The four potential futures were then used to select locations and participants for additional ethnographic research. Essentially, the team scanned the world for a divergent set of environments, behaviors, and attitudes highlighted in the design fictions. The design fictions were also used as prompts in the field, particularly with subject matter experts. Informed by Textor’s EFR protocol, discussion questions included participants’ reactions to the fictions – the optimistic, pessimistic, and likely implications of such a future. For example, Nairobi represented a location with a high rate of informal settlements and informal economy. Infrastructure barriers encouraged technological leapfrogging like mobile payments, the design fiction turned inside out into a best guess current context. The overarching narrative, and ideas linked with these worlds, allowed participants to project their reaction to the underlying assumptions that informed the idea. On the surface, this looked and sounded like concept feedback. In the background, this allowed the team to tangibly explore the assumptions of the design fictions. Opportunity areas for the long-term emerged, as well as near-term designs representing the first step in these directions.

IMPLICATIONS

Looking across these case studies, implications emerge for the creation and interrogation of design fictions as a qualitative research tool. Rather than a finished provocation expressing the outcomes of a process, making and sharing a design fiction can be a valuable tool for generating insight and ideas. In particular, design fictions and ethnographic methodology shape each other through 1) influencing the selection of research sites and participants with the expertise and experience that provide analogies to the world of the design fiction, 2) using ethnography as a source to create design fictions, 3) introducing an ethnographic approach to analysis by comparing and contrasting the reactions of different viewers who co-create the design fiction, and 4) instilling branching, tension, and contradiction into the design process (as opposed to linear or even iterative processes).

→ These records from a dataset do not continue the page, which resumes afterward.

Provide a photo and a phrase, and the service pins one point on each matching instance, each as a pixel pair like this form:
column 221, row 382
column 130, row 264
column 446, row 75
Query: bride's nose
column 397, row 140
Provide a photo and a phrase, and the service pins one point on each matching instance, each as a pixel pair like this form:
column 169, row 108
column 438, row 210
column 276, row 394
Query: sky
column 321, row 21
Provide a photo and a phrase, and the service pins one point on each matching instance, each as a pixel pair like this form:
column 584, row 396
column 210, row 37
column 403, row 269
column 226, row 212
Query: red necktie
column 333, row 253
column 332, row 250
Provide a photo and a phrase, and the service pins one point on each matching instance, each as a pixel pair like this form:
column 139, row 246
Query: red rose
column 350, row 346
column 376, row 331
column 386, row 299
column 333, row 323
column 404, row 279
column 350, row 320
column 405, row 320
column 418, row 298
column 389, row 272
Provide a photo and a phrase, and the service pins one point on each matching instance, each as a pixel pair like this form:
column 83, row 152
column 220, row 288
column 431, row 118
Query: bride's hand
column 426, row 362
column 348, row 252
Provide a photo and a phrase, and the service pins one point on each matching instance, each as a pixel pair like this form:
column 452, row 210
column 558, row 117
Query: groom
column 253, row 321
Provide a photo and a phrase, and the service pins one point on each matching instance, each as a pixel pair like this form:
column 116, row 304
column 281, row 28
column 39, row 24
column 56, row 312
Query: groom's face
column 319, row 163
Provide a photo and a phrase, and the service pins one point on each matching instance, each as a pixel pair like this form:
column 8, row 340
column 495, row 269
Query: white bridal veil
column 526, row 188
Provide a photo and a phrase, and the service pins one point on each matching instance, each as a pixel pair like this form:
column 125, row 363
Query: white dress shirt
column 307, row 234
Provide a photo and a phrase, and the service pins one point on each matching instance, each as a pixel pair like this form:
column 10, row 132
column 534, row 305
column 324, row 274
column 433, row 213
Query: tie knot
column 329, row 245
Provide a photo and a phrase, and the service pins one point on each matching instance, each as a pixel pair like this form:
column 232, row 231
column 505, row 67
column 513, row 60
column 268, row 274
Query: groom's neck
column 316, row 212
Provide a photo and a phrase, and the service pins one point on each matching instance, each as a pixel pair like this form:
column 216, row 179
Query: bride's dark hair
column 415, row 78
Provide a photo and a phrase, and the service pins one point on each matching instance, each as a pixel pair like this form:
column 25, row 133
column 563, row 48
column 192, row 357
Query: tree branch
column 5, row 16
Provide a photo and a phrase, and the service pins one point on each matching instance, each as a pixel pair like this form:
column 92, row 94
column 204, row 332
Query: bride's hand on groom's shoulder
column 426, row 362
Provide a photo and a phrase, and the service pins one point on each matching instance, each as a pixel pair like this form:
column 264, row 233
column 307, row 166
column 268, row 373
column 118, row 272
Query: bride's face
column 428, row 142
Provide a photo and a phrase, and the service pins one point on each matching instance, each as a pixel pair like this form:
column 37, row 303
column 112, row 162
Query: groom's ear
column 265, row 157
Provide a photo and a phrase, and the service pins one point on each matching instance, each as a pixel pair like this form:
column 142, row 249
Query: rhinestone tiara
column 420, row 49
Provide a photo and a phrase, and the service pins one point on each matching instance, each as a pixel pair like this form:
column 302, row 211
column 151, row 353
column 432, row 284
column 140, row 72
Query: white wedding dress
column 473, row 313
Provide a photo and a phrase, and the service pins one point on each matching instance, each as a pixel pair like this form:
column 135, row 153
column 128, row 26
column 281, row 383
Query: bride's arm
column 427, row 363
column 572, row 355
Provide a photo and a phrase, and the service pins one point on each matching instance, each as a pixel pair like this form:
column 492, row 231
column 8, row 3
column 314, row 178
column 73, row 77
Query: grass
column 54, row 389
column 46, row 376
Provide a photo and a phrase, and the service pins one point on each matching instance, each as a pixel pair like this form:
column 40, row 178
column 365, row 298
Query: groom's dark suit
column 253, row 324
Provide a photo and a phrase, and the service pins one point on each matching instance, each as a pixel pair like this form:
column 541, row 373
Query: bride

The first productive intersection in these projects came from using elements of the design fiction to select locations and participants for ethnographic research, in order to respond to the challenge of researching future implications in the present context. In the language of futures thinking, this helped amplify the signals of the future that may be weak in the present, whether those signals take the form of technologies like cryptocurrency, attitudes around sharing and self-sufficiency, or a fragmented geopolitical system. The mobility project was able to investigate the assumptions of the design fictions through the context of participants’ experiences. For example, this included finding subject matter experts working in relevant contexts, such as fintech in Kenya and energy in Korea. The team also drew on the context of participants’ lives to explore the shape mobility might take. For example, shipping and delivery in Seoul, the capital city of Korea, a country recognized for infrastructure investments and high R&D spending. For the Augmented Realities workshop, participants with a background in social impact were invited for the expertise they had based on the context of their work. By reflecting on images and a set of cards listing emotions and activities, they began to infuse the space around the technology with narratives from their own lives. Concept Kitchen 2025 did not fully explore this territory, but revisiting the project might suggest setting up the kitchen in contexts suggested by the themes it explored, such as mindful consumption and multipurpose environments. For example, installing it in a co-op, utopian community, or dormitory and letting residents interact with it there. An EFR-oriented discussion guide could explore its applications: what would people do, store, prepare, and eat in this space? Who would be with them? What are the implications, benefits, or drawbacks of this speculative object assemblage in comparison to how they currently do things? By drawing on the contexts of selected people in selected environments, the narrative is catalyzed as though an additional character has arrived.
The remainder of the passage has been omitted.